In our current prison system, people go in broken and come out worse. As a practical consideration, and taken in the short view, discrimination against felons makes sense.

If we had a legal system that resulted in prisoners improving themselves during incarceration, it'd be much harder to justify that. But if a business has a choice between two candidate employees, one who's been in prison for a couple of years, and another who hasn't, then (all else being equal), which candidate do you think they're more likely to hire?

Taken another way, how would you improve prison to make prison time seem like less of a risk factor, or even as a positive thing?

Why is it a problem?

Wouldn’t you want to know the background of a person before hiring a nanny for your child?

Now change nanny to employee and child to business.

Wait...are we talking an employee in the sense of a CEO, or in the sense of some lower-level position? First, my child is more precious than my business. Second, a nanny has much more direct influence over a child than an employee does over a business (except in the case of particularly-powerful employees, of course). Third (and ignored by the person you responded too, as well), not all felonies are created equal.
Does it matter? What if it is a low level position and the person stabs someone at the first disagreement? Why do I have to take that risk?
> Does it matter?

Stupid question. Yes.

> What if it is a low level position and the person stabs someone at the first disagreement?

Why do you assume that "felon = violent"?
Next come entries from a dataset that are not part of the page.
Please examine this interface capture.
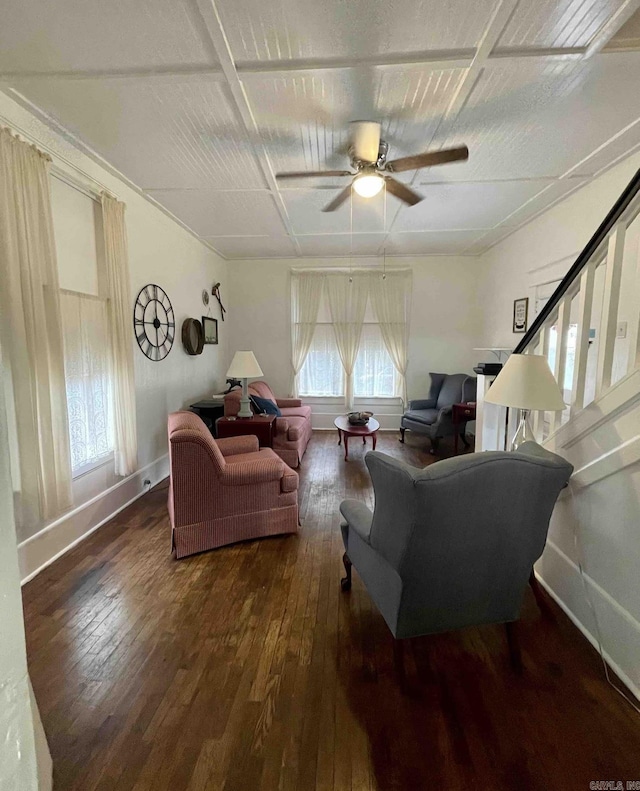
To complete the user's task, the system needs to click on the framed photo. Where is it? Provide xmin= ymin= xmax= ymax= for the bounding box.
xmin=513 ymin=297 xmax=529 ymax=334
xmin=201 ymin=316 xmax=218 ymax=345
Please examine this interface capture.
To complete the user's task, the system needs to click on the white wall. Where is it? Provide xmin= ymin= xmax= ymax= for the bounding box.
xmin=476 ymin=152 xmax=640 ymax=699
xmin=477 ymin=150 xmax=640 ymax=348
xmin=0 ymin=91 xmax=228 ymax=579
xmin=0 ymin=368 xmax=52 ymax=790
xmin=226 ymin=256 xmax=483 ymax=428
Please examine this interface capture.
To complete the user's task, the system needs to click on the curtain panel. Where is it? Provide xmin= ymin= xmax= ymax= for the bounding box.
xmin=290 ymin=271 xmax=324 ymax=397
xmin=369 ymin=269 xmax=413 ymax=404
xmin=0 ymin=127 xmax=72 ymax=527
xmin=101 ymin=194 xmax=137 ymax=477
xmin=325 ymin=272 xmax=370 ymax=409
> Why do I have to take that risk?

Every hire is a risk. Running a business is a risk in the first place. If you're risk-averse, you probably aren't running a business, anyhow. So, why do you take that risk? Presumably because you've concluded during the interview that they can perform the task that you're hiring for better than the other candidates. If they can't, then it's a moot point anyhow, isn't it?

Why is the question stupid?

I can assume whatever I want if I am doing the hiring right? After all, it’s my money which is being risked. Simply put, a business owner can hire whoever they want in practice.

Every hire is a risk, but hiring a felon is an increased risk. It is possible that it is an increased reward too, but with so many available candidates, why bother?